Die Album-Versionen sind für mich eine Art Eintrittskarte zu unserer Life Show. Auf "You Had It Coming" findest du die Teaser. On Stage gibt es die Extended Versions. Doppelt so lang und doppelt so aufregend!

?PG: Du bist das absolute Idol für unzählige Gitarristen. Ob Slash oder Steve Lukather. Beim Namen Jeff Beck erstarren alle vor Erfurcht. Was ist das eigentlich für ein Gefühl, dass Vorbild für die erste Liga der Gitarrenzunft zu sein?

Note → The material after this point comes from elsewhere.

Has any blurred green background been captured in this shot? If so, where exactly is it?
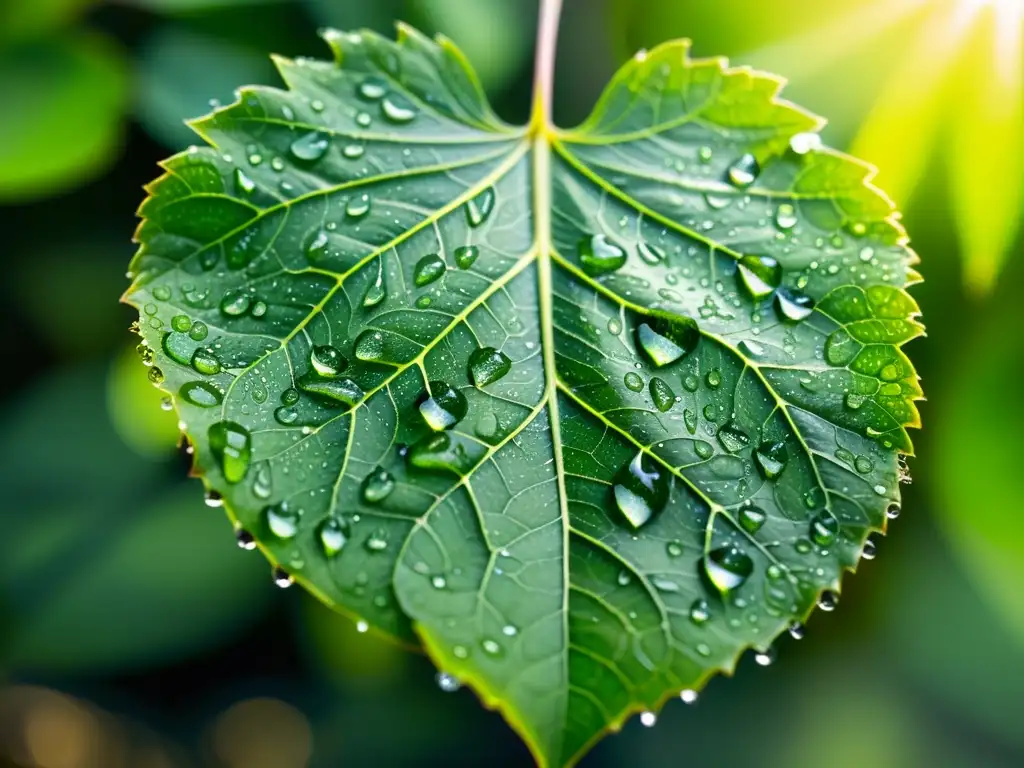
[0,0,1024,768]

!Jeff Beck: Ich bin natürlich absolut geschmeichelt. Wenn ich mir Gitarristen wie Luke oder Jennifer Batten mit ihrer unglaublichen Spieltechnik anhöre, dann kann ich es kaum fassen, dass sie gerade mich als ihren Helden auserkoren haben. Ich finde es toll, sehe das Ganze aber sehr realistisch.

?PG: Bescheidenheit ist eine Zier. Tatsache ist aber doch, dass dein Spiel zu jeder Zeit Outstanding war. Auch auf You Had It Coming findet man das ein oder anderen Hightech-Schmankerl. Übst du eigentlich noch regelmäßig?

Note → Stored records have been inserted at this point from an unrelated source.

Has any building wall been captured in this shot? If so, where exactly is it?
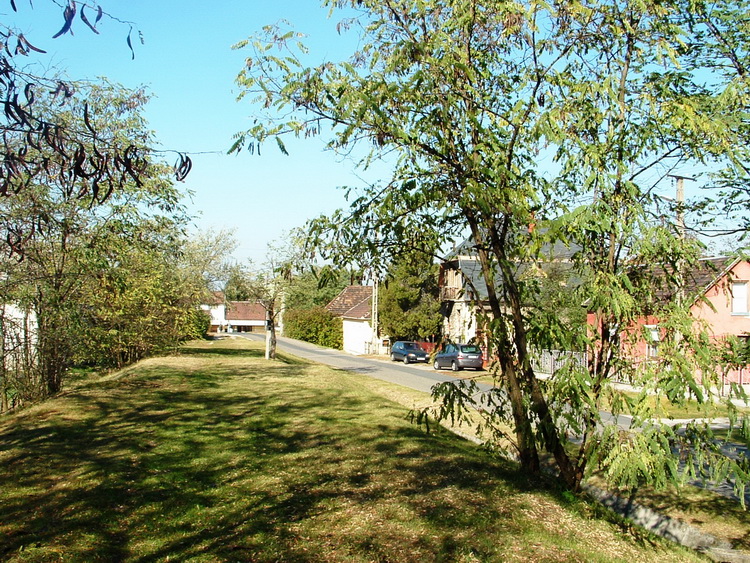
[608,261,750,385]
[201,304,227,332]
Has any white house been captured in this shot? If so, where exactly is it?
[201,291,281,332]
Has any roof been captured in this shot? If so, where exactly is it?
[226,301,266,321]
[326,285,373,319]
[204,291,224,306]
[642,256,740,301]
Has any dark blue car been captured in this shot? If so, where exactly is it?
[432,344,484,371]
[391,340,427,364]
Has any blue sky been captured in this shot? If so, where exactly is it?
[5,0,736,263]
[11,0,374,263]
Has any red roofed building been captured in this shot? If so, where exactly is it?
[226,301,266,332]
[201,291,266,332]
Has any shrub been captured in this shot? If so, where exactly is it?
[284,307,344,350]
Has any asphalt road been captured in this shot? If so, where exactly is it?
[236,333,484,393]
[236,333,750,505]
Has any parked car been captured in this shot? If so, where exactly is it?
[432,344,483,371]
[391,340,428,364]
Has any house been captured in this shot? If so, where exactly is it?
[325,285,379,355]
[201,291,274,332]
[628,256,750,384]
[438,241,580,342]
[226,301,266,332]
[201,291,227,332]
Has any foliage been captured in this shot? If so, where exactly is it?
[0,83,194,410]
[233,0,750,496]
[284,307,344,350]
[378,252,442,341]
[0,339,704,563]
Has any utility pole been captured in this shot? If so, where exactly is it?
[370,272,380,354]
[669,174,694,310]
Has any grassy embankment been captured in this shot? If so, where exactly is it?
[0,340,728,561]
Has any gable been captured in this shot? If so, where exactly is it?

!Jeff Beck: Aber sicher. Weißt du, wenn ich mal einen Tag nicht gespielt habe, dann ist das okay. Wenn ich zwei Tage nicht spielen konnte, habe ich ein Problem. Am dritten Tag haben es die anderen (lacht!).

?PG: Neben deinen technischen Fähigkeiten ist es aber gerade deine Vielseitigkeit, die beeindruckt. Ich habe mir, im Zuge der Vorbereitung für dieses Interview, noch einmal dein 93'er Album Crazy Legs angehört und war sehr erstaunt, wie vortrefflich du es verstehst, dich auf die unterschiedlichsten Stilistiken einzustellen. Gibt es ein Geheimrezept, dass du unseren Lesern in dieser Hinsicht mit auf den Weg geben kannst?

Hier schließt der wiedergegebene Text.